In America, titles of nobility were banned in the Constitution and in our democratic culture. In a society built on notions of equality (the obvious exceptions of Black people, women, Native Americans notwithstanding) no one has access to special carve-outs or exemptions as to what is right and wrong. Claiming them, particularly in secret, feels like a betrayal against the whole idea of equality.
The problem in the modern era is that elites — of all ideological stripes — have violated that bargain. The result isn’t that we’ve abandoned any notion of right and wrong. Instead, by elevating hypocrisy to the greatest of sins, we end up weaponizing the principles, using them as a cudgel against the other side but not against our own.
Pick an issue: violent rhetoric by politicians, sexual misconduct, corruption and so on. With every revelation, almost immediately the debate becomes a riot of whataboutism. Team A says that Team B has no right to criticize because they did the same thing. Team B points out that Team A has switched positions. Everyone has a point. And everyone is missing the point.
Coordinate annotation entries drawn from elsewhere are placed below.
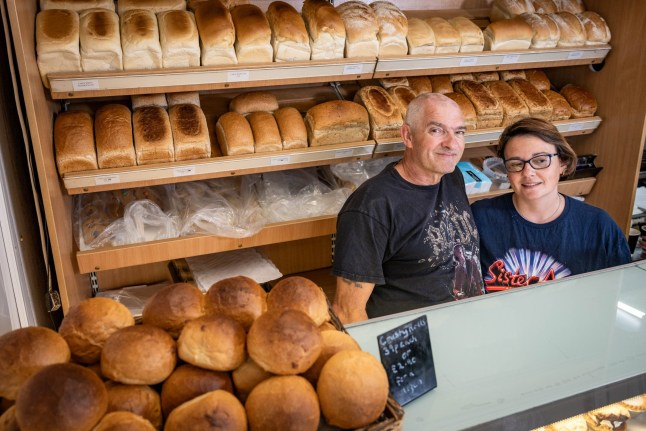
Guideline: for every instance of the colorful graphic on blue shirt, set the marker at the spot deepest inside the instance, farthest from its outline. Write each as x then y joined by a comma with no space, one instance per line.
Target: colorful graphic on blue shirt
521,267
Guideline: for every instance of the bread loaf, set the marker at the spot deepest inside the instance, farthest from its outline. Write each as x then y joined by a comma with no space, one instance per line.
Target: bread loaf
289,37
471,36
113,131
74,142
538,104
57,42
153,135
140,40
265,131
325,28
393,28
253,35
361,28
447,38
292,128
217,33
179,39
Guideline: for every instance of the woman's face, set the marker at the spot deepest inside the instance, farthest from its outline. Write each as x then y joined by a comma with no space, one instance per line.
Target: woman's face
530,183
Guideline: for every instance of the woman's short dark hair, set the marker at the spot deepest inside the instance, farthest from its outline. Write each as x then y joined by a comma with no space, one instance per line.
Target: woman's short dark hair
546,132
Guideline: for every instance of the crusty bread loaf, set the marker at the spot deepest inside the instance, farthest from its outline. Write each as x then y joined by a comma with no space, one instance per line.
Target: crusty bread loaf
325,28
546,31
113,134
289,37
234,134
140,40
393,28
190,132
266,135
508,34
57,42
538,104
217,33
100,40
253,34
153,135
471,36
179,39
420,37
361,29
447,38
292,128
74,142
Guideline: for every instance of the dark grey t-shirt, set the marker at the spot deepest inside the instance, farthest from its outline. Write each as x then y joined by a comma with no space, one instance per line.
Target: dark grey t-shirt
417,244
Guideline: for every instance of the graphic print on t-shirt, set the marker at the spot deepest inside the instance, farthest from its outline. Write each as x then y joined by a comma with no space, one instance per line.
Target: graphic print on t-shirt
521,267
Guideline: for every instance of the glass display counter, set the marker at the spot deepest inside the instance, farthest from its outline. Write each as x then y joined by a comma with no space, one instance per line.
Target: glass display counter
523,358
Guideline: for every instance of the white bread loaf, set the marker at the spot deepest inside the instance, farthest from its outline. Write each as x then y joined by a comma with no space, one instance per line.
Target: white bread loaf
57,42
420,37
289,37
325,28
393,29
140,40
217,33
100,40
471,36
179,39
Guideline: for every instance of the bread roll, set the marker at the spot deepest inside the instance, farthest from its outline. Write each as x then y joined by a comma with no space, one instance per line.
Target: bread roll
471,36
546,31
234,134
561,110
420,37
596,29
265,131
513,107
214,411
583,103
100,40
292,128
188,382
289,37
393,28
190,132
447,38
57,42
325,28
538,104
217,33
140,400
238,297
113,132
61,397
508,34
25,351
361,29
153,135
283,403
74,142
138,355
352,389
140,40
284,342
572,32
179,39
253,35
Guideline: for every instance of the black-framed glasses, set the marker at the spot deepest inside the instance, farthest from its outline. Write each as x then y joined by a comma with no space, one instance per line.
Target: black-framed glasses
541,161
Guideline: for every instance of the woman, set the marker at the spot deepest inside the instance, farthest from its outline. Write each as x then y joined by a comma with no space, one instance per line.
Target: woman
536,234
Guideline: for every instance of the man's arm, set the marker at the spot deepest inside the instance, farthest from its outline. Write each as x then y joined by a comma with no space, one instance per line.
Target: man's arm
350,299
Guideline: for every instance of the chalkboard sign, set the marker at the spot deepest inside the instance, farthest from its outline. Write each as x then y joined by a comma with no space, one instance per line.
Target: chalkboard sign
406,354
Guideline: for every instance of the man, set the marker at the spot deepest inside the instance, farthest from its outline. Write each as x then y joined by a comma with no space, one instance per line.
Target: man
406,237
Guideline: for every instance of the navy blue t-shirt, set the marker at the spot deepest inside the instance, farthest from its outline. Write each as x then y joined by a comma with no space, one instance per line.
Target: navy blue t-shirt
515,252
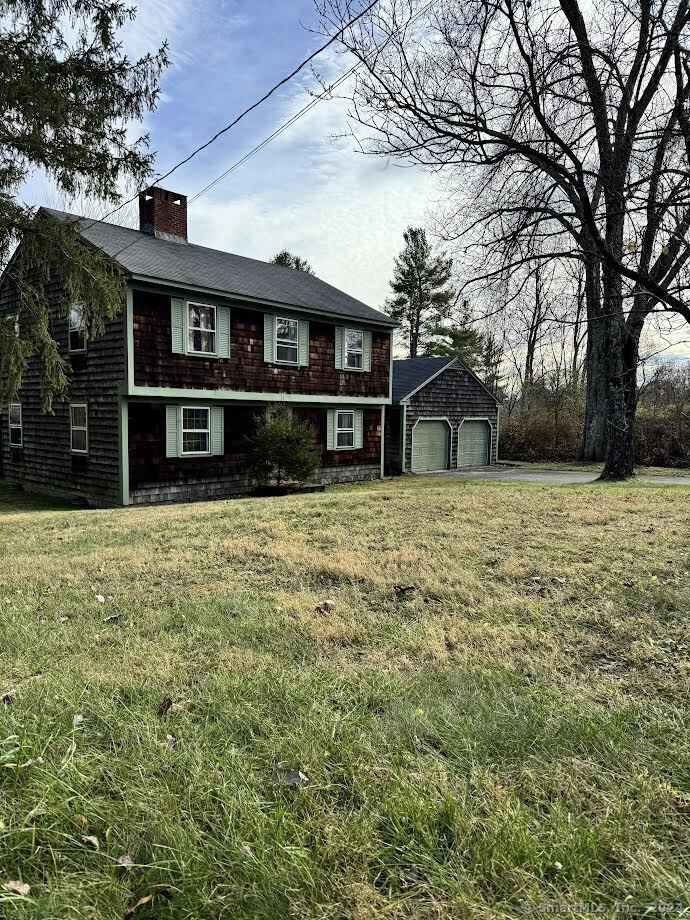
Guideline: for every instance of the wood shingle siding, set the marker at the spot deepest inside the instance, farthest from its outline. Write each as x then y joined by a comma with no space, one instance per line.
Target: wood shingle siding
155,477
45,462
156,365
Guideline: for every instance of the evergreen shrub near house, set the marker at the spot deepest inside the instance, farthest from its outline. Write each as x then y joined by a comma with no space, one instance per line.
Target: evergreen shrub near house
283,448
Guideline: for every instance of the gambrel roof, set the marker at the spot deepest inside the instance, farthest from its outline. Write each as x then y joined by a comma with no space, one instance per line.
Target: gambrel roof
148,257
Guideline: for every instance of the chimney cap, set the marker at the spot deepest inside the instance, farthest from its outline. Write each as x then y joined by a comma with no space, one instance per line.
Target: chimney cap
163,214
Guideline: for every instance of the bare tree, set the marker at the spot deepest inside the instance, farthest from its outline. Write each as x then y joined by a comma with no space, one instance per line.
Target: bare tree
570,122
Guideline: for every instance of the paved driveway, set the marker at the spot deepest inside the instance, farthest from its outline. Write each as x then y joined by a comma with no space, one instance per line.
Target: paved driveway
556,476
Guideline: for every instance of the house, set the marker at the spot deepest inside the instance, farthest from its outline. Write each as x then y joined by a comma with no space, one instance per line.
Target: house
161,404
442,417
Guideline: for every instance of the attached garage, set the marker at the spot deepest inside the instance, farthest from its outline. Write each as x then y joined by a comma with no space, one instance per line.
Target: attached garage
430,446
474,443
442,417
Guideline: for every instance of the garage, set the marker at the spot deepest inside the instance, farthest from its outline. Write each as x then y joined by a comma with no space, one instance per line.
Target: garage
436,401
474,443
430,446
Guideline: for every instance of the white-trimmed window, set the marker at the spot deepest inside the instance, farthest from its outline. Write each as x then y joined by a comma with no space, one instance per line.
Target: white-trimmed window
77,339
354,349
201,327
15,419
287,340
79,428
196,430
344,430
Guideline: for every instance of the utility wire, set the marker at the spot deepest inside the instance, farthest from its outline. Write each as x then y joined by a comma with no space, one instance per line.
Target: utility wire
335,37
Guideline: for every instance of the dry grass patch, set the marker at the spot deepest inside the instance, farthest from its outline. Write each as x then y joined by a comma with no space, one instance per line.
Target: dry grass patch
510,730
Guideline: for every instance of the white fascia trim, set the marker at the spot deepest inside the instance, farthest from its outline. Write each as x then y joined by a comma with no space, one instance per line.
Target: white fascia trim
159,284
241,396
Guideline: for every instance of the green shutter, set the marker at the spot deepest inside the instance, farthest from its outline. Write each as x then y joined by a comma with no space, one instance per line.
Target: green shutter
223,332
366,357
177,324
172,431
359,429
339,347
303,342
330,430
217,431
269,338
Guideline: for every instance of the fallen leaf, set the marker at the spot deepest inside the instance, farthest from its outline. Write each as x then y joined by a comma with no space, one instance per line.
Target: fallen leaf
162,891
284,776
326,606
164,706
140,903
16,887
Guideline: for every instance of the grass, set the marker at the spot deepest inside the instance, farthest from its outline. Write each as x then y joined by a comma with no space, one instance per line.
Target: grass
512,732
586,466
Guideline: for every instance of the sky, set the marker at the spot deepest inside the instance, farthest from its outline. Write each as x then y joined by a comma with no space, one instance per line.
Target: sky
308,191
311,190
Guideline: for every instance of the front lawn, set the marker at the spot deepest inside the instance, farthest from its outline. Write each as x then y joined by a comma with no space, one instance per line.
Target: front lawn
490,717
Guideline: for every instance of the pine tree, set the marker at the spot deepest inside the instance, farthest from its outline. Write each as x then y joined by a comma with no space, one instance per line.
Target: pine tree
457,339
286,258
69,95
422,293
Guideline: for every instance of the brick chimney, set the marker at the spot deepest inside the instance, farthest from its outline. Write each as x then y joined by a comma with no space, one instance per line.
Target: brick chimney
163,214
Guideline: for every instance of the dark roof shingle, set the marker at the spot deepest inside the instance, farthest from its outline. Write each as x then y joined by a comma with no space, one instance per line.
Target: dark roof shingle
413,372
223,272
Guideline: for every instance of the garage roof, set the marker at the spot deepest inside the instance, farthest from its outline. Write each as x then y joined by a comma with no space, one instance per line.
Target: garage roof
411,374
144,255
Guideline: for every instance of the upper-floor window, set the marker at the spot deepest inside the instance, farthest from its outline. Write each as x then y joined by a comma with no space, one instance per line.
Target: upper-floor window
77,339
201,325
354,349
15,417
345,430
79,428
287,340
196,430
Sure, hypocrisy is a moral failing, and partisan inconsistency is an intellectual one. But neither changes the objective facts. This is something you’re supposed to learn as a child: It doesn’t matter what everyone else is doing or saying, wrong is wrong. It’s also something lawyers like Mr. Blanche are supposed to know. Telling a judge that the hypocrisy of the prosecutor — or your client’s transparency — means your client did nothing wrong would earn you nothing but a laugh.